We need to take care not to create a pipeline that requires massive storage. A typical CI/CD pipeline starts with a change in something like a git repository, perhaps the source code for our project. This implies that the resource holds all the source for the pipeline. In our video workflow this is probably not practicable as the resources are copied into the local fly worker container. Copying a growing set of videos would swiftly result in gigabytes of files being copied through our pipeline; not cool.

To avoid the potential growth of data we will key everything from our metadata, using this as control to trigger a pipeline run and the content of the metadata will drive tasks in our pipeline to selectively upload other materials from remote ‘pools’.
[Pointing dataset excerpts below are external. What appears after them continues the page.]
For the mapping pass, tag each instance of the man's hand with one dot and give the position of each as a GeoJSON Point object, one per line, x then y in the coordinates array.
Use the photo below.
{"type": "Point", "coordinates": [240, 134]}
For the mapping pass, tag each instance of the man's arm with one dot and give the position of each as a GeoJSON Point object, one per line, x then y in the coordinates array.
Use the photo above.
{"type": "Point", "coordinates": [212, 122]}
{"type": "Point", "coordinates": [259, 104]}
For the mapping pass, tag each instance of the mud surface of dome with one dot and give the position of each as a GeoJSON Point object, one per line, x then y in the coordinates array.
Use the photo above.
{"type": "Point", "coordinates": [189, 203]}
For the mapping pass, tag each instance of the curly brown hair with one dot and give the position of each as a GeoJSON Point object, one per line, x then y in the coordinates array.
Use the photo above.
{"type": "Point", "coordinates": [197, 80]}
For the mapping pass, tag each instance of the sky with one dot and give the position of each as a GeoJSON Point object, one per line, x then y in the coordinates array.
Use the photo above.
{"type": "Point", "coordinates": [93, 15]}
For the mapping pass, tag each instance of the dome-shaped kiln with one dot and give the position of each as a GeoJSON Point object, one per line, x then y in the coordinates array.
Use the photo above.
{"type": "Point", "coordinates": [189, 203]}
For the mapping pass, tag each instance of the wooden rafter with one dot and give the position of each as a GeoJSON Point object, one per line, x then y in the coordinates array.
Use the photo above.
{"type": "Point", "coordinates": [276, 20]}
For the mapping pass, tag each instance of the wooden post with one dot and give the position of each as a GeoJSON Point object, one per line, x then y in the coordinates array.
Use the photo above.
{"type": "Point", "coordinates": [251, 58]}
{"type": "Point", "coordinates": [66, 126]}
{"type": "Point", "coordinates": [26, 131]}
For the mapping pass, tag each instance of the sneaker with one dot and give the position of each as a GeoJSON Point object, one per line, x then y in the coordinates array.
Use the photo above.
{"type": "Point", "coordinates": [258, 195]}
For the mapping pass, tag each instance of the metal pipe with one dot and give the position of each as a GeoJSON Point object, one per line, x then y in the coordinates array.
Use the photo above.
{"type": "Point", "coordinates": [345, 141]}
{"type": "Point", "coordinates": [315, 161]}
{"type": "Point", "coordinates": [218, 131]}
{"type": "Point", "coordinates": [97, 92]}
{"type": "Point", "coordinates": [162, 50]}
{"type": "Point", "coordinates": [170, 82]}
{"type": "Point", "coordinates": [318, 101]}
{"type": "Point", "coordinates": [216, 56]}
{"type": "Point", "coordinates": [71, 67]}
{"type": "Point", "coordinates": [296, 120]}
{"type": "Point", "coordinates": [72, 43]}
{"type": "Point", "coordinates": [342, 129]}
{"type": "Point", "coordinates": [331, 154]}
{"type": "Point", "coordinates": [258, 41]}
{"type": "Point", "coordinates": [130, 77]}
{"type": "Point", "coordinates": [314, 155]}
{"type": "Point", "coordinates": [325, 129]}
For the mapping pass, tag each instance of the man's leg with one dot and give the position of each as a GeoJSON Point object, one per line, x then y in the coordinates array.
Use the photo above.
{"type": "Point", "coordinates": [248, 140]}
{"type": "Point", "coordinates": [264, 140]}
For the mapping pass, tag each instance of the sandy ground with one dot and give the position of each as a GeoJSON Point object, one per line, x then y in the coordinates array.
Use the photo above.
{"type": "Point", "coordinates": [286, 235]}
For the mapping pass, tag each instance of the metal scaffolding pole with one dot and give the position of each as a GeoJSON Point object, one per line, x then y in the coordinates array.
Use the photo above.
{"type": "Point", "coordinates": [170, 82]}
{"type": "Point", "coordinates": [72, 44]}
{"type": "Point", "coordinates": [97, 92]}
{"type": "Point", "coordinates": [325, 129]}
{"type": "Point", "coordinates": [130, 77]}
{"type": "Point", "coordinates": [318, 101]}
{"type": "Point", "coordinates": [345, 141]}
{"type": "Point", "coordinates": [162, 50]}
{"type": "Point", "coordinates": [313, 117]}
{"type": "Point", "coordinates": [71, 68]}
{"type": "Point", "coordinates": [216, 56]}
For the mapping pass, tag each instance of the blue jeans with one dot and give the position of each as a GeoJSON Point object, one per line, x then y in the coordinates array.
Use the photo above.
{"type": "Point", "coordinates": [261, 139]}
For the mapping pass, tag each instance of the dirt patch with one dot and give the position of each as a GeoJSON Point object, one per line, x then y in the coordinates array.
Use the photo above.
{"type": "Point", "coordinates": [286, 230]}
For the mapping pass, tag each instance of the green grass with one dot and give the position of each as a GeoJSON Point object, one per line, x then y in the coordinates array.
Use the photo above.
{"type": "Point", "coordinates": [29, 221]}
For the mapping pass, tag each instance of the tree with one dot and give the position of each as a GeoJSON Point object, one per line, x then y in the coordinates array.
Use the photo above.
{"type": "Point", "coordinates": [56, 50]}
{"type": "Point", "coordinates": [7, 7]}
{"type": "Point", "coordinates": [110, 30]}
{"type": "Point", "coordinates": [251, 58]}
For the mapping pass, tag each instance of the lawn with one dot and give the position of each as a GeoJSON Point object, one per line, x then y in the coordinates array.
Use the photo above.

We will still be importing some resources in their entirety:

metadata: This may end up being several files, or even several resources. Things like Edit Decision List (EDL)² used to determine cut points for inserts, metadata for deployment and announcements, data describing which videos are to be edited and which videos are to be inserted in promo or ad slots, that sort of thing.
templates: This resource provides things like the LaTeX template used to generate title cards.

On the output side. Do we want to keep all the generated video locally? Not really. So long as all the source material exists we do not really need to keep the final product (it is after all being uploaded to remote services), but we do want to have some may of verifying remote copies (i.e. those that have been deployed so that we can determine if they need to be redeployed).

The Development Environment

We’ll start with a Python development environment I anticipate several tools we need will be better as Python scripts than Bash scripts.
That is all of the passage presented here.